L’Association béninoise de droit constitutionnel (ABDC) organise depuis ce vendredi 28 février à Cotonou un colloque sur les trente ans de la Conférence nationale du Bénin. Ce colloque, auquel prennent part d’éminents constitutionnalistes nationaux et d’ailleurs, des universitaires et des membres de la société civile, vise à réfléchir sur l’héritage de cette conférence nationale et les défis des années à venir. Il a aussi été une occasion pour certains acteurs majeurs, présents à cette conférence de témoigner.
Le Bénin est il toujours le laboratoire de la démocratie en Afrique ? Et que sont devenus les acquis de l’historique Conférence nationale béninoise ? Ce sont entre autre les questions autour desquelles ont essentiellement tourné les réflexions du colloque sur les trente ans de la conférence nationale béninoise, ce vendredi 28 février 2020. Les travaux du colloque qui se sont déroulés à l’hôtel Golden Tulip le diplomate à Cotonou, ont été ouverts par Séverin Quenum, le ministre de la justice.
Dans ses mots introductifs, le Professeur Joël Aïvo, Président de l’ABDC a d’entrée précisé que la conférence nationale n’est pas un accident de l’histoire. Aussi ajoute-t-il que cet événement déterminant dans l’histoire du Bénin *ne mérite pas l’oubli*. Pendant 30 ans, poursuit-il, elle nous a servi de repère fondamental ; elle a légué à notre pays non pas un livre saint mais un breviaire dans lequel la dignité, la sécurité de l’homme seront garanties par les lois et reconnues par les institutions.
Joël Aïvo va ensuite rendre hommage aux principaux acteurs de cette conférence nationale, conviés, notamment Robert Dossou, Théodore Holo, Paulin Hountondji, Pierre Osho et Nicephore Soglo alors désigné Premier ministre par les délégués. On note aussi la présence des universitaires nationaux et venus d’ailleurs, de politiques comme Arifari Bako, du Professeur Joseph Djobenou, Président de la Cour constitutionnelle, du corps diplomatique et des membres de la société civile.
Partage d’expériences et témoignages
Ce colloque a été aussi une occasion de partage d’expériences et d’instant de témoignages de ceux qui ont vécu la conférence de l’intérieur et ont oeuvré à son avènement. Le premier grand témoin à prendre la parole était l’ancien Ministre et Directeur de cabinet du Président Mathieu Kérékou en 1989 : << Je suis un témoin (de la conférence), donc je vais témoigner >>, assure-t-il à l’entame de ses propos. Il était vêtu pour la circonstance d’une veste, noire sans cravate à l’image de Kérékou. Pour ne pas faillir dans son récit Pierre Osho se servit de sa mémoire et aussi d’un document contenant les derniers échanges écrits qu’il a eu avec l’ancien président en 2006.
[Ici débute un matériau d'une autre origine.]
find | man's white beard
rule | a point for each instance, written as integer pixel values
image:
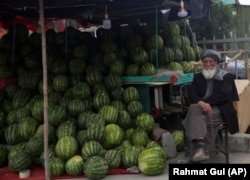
(209, 74)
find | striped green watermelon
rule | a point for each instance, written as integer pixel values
(134, 108)
(152, 161)
(132, 69)
(35, 146)
(27, 127)
(56, 166)
(145, 121)
(57, 114)
(81, 90)
(124, 119)
(81, 137)
(139, 56)
(130, 94)
(114, 135)
(95, 167)
(74, 166)
(113, 158)
(3, 155)
(109, 113)
(60, 83)
(95, 132)
(148, 69)
(66, 147)
(139, 137)
(130, 156)
(77, 66)
(66, 128)
(20, 161)
(92, 148)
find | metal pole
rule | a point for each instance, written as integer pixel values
(45, 93)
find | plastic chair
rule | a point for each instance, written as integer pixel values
(221, 142)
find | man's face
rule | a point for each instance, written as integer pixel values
(209, 67)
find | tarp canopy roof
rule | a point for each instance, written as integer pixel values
(89, 10)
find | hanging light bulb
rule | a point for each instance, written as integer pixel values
(106, 22)
(182, 12)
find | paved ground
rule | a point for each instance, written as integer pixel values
(234, 158)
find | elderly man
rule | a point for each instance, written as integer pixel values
(211, 94)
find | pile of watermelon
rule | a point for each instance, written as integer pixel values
(95, 123)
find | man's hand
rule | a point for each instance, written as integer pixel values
(205, 107)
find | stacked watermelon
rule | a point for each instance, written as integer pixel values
(95, 124)
(184, 52)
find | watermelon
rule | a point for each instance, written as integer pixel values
(130, 156)
(57, 114)
(95, 167)
(139, 137)
(114, 135)
(76, 66)
(124, 119)
(148, 69)
(152, 161)
(130, 94)
(134, 108)
(154, 41)
(132, 70)
(56, 166)
(113, 158)
(27, 127)
(74, 166)
(35, 146)
(20, 161)
(145, 121)
(66, 147)
(95, 132)
(3, 155)
(139, 56)
(101, 99)
(174, 66)
(66, 128)
(109, 113)
(92, 148)
(81, 137)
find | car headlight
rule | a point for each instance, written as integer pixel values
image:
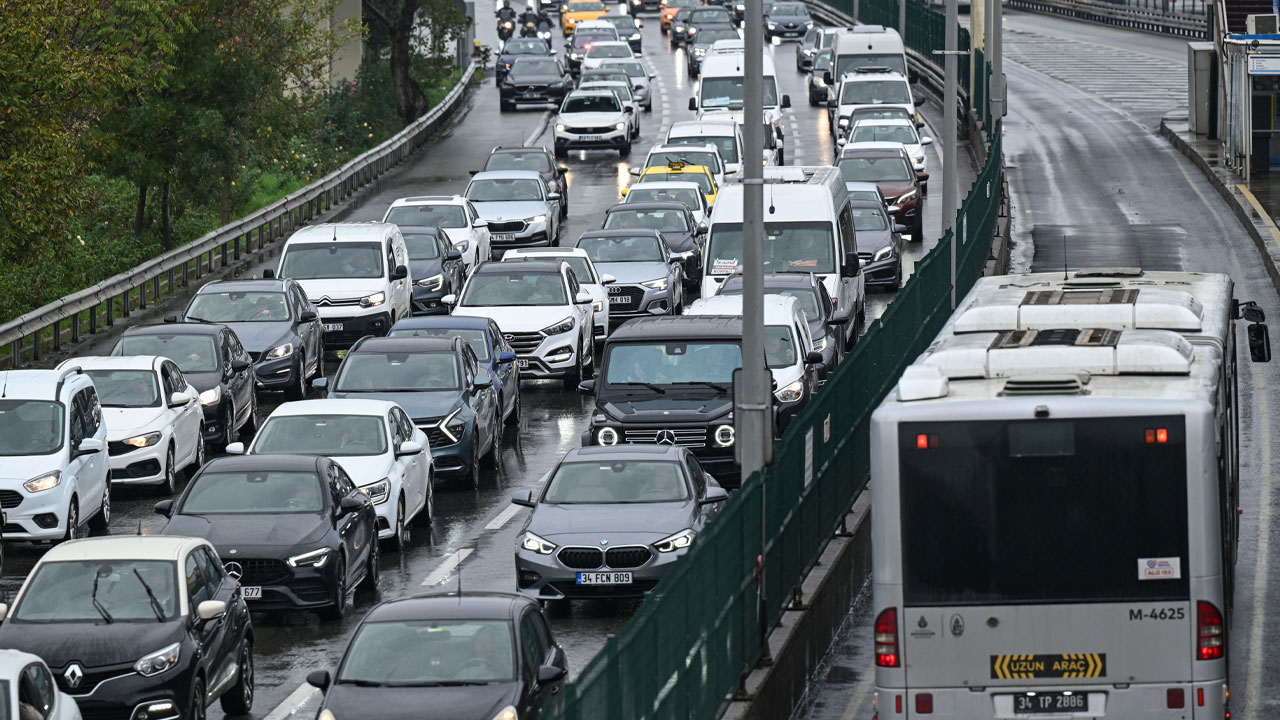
(434, 282)
(671, 543)
(279, 351)
(314, 559)
(41, 483)
(159, 661)
(379, 491)
(792, 392)
(561, 327)
(534, 543)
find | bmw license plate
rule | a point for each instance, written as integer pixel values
(604, 578)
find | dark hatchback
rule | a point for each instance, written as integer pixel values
(275, 323)
(448, 656)
(293, 529)
(214, 361)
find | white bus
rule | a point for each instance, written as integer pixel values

L’idée, la volonté et l’urgence d’organiser une conférence nationale, une sorte de rassemblement populaire pour trouver une solution à crise socioéconomique des années 88 et 89 est née en juillet 1989. Il se souvient avoir été celui qui a suggéré cela au Président Kérékou qui l’avait fait appeler. << J’ai expliqué au Président Kérékou que la seule issue à cette crise était de sauter le verrou constitutionnel, c’est-à-dire séparer le parti (PRPB ndr) de l’État et ouvrir la compétition à d’autres partis >>. Et c’est pour cela qu’il était nécessaire de convoquer toutes forces vives à la même table pour en parler. << Le 16 août 1989, j’ai été nommé Directeur de cabinet du Président Kérékou. Deux mois après, c’est-à-dire en octobre de la même année se tint la rencontre des comités de liaison à la salle du peuple pour affiner les réflexions >>, déclare le Conseiller de Mathieu Kérékou à l’époque. Avant de finir son propos, il a tout de même tenu à rétablir la vérité par rapport à l’implication de la France dans l’organisation de la conférence de février 90. << L’initiative des réformes ayant abouti à la conférence nationale ne venait pas de l’extérieur mais de l’intérieur >>, rectifie celui qu’on peut considérer, à l’aune de son témoignage, comme l’un des pères fondateurs de cette conférence.
Paulin Hountondji l’autre grand témoin a pris la parole, a renchéri les propos de son prédécesseur puis s’est félicité du rôle des universitaires à cette époque là. Cheveux gris, avec un aspect de fatigué lié au poids de l’âge, le Professeur de Philosophie admet être devenu une vedette de la conférence nationale à cause de la publicité que lui avait faite le Président Kérékou qui, lors des assises, s’en était pris verbalement à celui qu’il qualifiait de << philosophe >>. Et Paulin Hountondji se souvient encore très bien des propos tenus dans la salle qui abritait la conférence par lui même et le Président Kérékou quand il s’était agi de dire si les conclusions de la conférence devraient être souveraines. << Les problèmes de l’unité nationale et les problèmes de la paix nationale ne sont pas les problèmes des philosophes >>, a-t-il répété imitant ainsi Kérékou agacé par son intervention.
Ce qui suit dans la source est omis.